The three-judge panel for the 6th Circuit Court of Appeals found that Title III of the Civil Rights Act of 1960 does not give the DOJ the legal authority to demand dates of birth, partial social security numbers and driver's license numbers from Michigan's complete registered voter list. District Judge Hala Jarbou had issued a similar ruling at the lower court level, and the administration appealed.
Michigan Secretary of State Jocelyn Benson (D) provided the Trump administration with the public version of Michigan's statewide registered voter list but refused to turn over any additional data, arguing that the administration lacked statutory authority to seek those records. The appeals court agreed.
What the Left Is Saying
Voting rights advocates and Democratic officials praised the ruling as a critical safeguard for both voter privacy and democratic processes. Judge Andre Mathis, a Biden appointee who authored the majority opinion, wrote that Title III was designed to empower attorneys general to investigate allegations of voting discrimination, not to disenfranchise potential voters.
"Back then, the government used this power to ensure that everyone who had the right to vote could freely exercise that right," Mathis wrote for the majority. "But today, the government invokes Title III for an inverse purpose — to ensure that some people have not voted."
Secretary of State Benson called the decision a victory for Michigan voters and their fundamental right to privacy. The ruling protects personal information belonging to millions of registered voters from what Democrats characterize as executive overreach.
What the Right Is Saying
The administration has maintained that it needs access to every state's voter registration lists to verify that only eligible U.S. citizens are participating in elections, an effort framed as protecting election integrity. This position aligns with longstanding Republican concerns about voter roll accuracy and non-citizen voting, though critics note there is no evidence of widespread such activity.
Judge John Nalbandian, who was nominated by President Trump during his first term, dissented from the ruling, arguing that the majority interpretation of Title III was too narrow. The administration has contended that its requests are lawful and necessary for federal oversight purposes.
What the Numbers Show
The Justice Department has filed lawsuits against 30 states and the District of Columbia in attempts to force compliance with its data demands. However, those efforts have been repeatedly rejected at the district court level across multiple jurisdictions.

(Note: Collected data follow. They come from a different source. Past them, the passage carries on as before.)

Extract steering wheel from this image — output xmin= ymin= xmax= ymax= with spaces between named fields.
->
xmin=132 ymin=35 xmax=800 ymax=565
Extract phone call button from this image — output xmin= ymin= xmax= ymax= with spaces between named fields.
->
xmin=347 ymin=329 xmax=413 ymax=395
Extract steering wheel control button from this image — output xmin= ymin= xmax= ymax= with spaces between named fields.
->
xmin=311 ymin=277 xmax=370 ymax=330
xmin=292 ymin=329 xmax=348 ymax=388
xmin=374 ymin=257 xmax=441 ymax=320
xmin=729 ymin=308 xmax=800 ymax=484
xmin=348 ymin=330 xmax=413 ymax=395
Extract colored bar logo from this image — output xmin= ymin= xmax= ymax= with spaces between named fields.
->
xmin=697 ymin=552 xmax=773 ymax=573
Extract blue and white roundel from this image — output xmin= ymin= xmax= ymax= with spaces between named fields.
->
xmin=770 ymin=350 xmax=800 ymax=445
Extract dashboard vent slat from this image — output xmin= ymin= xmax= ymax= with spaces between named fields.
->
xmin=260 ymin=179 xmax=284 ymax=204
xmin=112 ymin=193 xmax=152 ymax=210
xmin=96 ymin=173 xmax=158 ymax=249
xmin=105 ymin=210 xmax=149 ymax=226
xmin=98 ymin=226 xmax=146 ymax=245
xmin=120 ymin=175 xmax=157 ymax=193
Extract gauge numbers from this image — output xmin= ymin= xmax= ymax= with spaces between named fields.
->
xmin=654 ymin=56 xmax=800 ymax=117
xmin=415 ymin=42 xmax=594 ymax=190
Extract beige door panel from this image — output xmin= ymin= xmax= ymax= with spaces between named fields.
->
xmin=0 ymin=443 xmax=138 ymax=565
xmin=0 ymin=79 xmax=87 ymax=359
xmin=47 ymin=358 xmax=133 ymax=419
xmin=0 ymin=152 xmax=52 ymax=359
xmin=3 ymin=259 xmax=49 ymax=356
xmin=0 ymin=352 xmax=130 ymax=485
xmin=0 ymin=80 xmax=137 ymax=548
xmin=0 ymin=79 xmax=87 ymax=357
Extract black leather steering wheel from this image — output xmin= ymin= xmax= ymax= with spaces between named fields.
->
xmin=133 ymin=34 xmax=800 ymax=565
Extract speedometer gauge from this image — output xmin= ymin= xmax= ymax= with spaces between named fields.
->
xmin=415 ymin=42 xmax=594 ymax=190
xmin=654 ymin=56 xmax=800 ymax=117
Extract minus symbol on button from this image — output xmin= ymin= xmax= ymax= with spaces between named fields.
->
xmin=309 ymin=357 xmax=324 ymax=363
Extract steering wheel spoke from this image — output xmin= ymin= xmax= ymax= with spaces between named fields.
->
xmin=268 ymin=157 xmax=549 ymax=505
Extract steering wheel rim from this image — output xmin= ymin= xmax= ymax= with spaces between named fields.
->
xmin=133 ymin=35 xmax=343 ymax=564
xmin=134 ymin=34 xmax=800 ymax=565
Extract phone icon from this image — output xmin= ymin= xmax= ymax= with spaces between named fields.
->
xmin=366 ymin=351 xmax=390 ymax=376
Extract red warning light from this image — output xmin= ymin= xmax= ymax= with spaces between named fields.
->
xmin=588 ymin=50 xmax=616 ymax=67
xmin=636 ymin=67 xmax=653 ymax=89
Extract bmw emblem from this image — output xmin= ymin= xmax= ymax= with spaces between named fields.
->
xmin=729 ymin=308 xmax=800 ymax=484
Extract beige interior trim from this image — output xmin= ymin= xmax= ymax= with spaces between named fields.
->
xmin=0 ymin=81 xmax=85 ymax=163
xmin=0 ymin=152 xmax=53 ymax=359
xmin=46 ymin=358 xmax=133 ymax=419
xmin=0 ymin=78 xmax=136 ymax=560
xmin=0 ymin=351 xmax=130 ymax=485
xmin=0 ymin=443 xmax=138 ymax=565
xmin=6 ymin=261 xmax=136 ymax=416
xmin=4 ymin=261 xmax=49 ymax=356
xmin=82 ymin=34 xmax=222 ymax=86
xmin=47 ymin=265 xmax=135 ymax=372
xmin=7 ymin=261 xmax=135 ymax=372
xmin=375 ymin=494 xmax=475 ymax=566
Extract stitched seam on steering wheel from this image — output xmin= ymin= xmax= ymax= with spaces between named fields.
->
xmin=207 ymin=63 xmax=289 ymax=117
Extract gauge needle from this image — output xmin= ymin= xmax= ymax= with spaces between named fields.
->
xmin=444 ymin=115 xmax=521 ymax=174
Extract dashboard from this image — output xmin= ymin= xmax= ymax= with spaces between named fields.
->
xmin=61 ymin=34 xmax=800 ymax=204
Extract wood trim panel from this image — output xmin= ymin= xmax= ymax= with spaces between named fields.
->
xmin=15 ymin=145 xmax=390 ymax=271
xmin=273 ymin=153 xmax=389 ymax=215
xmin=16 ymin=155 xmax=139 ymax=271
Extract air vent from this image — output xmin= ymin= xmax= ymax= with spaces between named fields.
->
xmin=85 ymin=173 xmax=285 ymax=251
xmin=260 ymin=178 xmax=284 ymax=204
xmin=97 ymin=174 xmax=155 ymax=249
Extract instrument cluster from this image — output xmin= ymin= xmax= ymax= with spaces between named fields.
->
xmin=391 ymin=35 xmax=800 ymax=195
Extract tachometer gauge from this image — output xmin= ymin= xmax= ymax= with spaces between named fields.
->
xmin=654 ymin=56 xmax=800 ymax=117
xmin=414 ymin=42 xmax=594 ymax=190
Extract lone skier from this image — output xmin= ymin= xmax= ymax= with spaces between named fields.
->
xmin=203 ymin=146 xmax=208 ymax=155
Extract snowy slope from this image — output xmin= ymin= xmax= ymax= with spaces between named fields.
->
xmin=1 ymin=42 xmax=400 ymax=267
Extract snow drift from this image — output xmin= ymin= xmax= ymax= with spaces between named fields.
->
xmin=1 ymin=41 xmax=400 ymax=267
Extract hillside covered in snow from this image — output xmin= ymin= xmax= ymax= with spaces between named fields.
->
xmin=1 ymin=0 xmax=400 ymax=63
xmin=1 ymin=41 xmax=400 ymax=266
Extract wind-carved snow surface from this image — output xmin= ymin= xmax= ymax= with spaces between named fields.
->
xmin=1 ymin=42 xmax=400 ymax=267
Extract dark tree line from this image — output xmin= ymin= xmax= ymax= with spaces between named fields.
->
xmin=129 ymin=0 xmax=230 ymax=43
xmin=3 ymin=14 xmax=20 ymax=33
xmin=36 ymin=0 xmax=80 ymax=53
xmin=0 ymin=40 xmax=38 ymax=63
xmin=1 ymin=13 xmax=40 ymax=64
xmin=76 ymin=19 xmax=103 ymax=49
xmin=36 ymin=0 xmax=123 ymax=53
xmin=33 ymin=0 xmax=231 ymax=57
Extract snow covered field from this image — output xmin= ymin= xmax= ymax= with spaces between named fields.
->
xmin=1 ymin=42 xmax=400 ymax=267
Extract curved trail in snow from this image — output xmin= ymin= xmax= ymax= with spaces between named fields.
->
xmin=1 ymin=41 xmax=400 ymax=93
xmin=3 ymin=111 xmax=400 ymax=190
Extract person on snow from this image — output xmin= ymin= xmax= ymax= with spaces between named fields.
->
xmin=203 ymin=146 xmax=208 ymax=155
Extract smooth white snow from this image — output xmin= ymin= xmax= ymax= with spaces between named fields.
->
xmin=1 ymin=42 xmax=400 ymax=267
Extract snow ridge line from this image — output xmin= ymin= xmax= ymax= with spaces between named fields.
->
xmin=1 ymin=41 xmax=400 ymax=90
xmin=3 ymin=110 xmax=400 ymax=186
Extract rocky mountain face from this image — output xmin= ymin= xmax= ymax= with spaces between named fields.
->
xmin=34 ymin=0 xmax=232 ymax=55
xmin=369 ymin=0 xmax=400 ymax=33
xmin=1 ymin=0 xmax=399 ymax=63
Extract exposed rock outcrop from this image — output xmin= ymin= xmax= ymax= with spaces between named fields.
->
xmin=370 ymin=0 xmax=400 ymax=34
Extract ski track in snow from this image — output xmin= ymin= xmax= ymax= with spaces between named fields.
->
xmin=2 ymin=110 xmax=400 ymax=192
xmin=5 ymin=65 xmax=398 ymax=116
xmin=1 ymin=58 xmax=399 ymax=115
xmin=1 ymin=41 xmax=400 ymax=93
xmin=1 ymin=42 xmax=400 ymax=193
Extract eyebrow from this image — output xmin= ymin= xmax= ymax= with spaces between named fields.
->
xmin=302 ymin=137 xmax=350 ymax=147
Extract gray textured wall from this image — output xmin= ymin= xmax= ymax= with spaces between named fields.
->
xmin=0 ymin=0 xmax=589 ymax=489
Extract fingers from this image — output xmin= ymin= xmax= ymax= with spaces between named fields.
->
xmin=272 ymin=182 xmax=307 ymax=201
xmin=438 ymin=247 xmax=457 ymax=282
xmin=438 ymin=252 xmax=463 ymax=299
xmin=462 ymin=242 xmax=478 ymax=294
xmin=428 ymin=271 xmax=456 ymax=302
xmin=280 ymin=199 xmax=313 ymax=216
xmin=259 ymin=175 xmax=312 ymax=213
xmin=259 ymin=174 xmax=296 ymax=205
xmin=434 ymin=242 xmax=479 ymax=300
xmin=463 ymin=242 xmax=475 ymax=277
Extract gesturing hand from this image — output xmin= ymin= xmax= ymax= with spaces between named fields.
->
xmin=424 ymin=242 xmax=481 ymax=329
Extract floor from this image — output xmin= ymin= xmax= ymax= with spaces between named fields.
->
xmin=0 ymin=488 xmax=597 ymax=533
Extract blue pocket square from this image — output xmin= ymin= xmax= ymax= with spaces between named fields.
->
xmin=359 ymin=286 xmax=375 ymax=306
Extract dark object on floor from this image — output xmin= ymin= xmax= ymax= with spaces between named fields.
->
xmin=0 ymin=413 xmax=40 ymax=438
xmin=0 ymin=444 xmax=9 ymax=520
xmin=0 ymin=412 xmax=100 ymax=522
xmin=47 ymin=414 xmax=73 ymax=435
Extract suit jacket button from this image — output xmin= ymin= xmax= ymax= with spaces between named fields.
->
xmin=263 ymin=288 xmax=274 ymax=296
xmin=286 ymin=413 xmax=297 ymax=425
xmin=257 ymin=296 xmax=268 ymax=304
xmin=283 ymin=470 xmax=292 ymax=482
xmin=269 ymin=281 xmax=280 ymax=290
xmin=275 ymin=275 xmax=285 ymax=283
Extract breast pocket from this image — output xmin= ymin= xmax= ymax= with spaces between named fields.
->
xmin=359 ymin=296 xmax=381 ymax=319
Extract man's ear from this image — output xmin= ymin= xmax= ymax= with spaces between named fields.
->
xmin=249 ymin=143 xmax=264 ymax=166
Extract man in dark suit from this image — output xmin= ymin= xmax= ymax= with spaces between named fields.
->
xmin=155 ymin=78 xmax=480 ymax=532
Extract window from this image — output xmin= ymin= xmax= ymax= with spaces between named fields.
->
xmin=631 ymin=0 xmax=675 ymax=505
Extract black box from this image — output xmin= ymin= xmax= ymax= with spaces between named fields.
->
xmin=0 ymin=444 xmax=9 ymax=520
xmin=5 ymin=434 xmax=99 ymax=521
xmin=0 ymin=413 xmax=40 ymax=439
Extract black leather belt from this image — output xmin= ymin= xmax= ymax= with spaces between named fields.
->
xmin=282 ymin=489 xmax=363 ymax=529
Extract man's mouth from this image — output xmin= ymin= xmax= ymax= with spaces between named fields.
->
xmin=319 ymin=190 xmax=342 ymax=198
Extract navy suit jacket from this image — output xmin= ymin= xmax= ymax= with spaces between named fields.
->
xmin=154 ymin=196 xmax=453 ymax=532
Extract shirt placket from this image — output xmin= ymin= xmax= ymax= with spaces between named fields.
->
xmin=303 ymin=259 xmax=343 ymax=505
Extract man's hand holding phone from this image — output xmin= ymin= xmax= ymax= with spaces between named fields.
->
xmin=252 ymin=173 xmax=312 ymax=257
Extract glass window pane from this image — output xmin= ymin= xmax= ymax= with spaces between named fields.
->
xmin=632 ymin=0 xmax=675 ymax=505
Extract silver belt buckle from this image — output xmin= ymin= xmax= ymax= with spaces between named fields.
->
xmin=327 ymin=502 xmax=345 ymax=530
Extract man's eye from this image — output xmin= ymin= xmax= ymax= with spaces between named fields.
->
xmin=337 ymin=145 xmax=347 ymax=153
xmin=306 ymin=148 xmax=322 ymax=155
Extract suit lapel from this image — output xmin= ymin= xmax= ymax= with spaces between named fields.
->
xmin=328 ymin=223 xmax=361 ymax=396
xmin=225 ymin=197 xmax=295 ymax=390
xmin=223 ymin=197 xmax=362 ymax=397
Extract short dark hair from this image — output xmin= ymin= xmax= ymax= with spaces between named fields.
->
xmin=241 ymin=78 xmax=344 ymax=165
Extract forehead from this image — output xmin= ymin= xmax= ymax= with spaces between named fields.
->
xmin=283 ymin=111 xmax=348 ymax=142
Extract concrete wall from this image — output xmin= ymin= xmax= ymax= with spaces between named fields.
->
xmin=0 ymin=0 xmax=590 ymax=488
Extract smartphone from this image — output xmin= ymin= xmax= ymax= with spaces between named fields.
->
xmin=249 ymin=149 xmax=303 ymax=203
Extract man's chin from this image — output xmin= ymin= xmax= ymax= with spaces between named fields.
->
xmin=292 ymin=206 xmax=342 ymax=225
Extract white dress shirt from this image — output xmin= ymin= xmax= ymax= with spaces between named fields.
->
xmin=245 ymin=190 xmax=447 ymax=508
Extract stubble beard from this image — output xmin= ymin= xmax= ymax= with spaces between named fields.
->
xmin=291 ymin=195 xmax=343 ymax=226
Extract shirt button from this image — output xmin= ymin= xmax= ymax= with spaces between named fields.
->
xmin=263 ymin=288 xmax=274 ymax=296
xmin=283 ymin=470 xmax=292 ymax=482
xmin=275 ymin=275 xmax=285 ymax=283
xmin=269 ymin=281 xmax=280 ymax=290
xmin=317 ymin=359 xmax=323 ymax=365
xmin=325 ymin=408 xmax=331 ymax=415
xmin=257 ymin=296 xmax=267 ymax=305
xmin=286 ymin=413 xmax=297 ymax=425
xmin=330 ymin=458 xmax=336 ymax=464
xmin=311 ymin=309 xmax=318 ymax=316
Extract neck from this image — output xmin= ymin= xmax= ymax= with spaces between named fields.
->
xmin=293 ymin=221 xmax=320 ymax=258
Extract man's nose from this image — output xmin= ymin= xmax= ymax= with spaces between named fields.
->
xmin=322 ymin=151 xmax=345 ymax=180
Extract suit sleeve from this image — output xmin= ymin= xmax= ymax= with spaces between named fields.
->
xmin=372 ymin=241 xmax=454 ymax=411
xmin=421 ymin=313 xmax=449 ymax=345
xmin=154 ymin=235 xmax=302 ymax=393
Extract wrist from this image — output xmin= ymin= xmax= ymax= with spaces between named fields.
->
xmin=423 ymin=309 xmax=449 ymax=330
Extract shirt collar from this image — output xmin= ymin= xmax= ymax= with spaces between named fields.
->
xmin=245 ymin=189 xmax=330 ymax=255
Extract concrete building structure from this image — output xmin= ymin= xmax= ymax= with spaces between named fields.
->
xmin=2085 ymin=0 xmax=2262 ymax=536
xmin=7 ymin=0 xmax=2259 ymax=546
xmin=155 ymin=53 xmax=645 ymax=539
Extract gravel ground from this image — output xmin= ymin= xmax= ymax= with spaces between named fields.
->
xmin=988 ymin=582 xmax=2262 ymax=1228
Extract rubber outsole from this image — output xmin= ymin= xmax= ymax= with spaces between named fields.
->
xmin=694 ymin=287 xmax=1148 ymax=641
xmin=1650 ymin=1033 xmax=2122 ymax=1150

Cases against California, Oregon, Massachusetts, Rhode Island, Arizona, Wisconsin, Maine and Maryland have also been dismissed by federal courts. The ruling in Michigan represents another appellate defeat for the administration's position.
Under Title III, states are required to retain election records for 22 months after a federal election and make them available for federal inspection—but only when the attorney general specifies the "basis and purpose" of the request. The appeals court determined that requirement was not satisfied in this case.
The Bottom Line
The ruling marks another significant legal defeat for the Trump administration's efforts to exert greater control over federal elections ahead of November midterms, where Republicans are hoping to maintain their narrow House majority. Courts in multiple jurisdictions have now rejected similar DOJ demands.
The administration could petition for rehearing en banc before the full 6th Circuit or appeal to the Supreme Court. Legal experts say the circuit splits on this question could eventually force high court resolution. Meanwhile, some states have voluntarily complied with data requests while others continue to resist.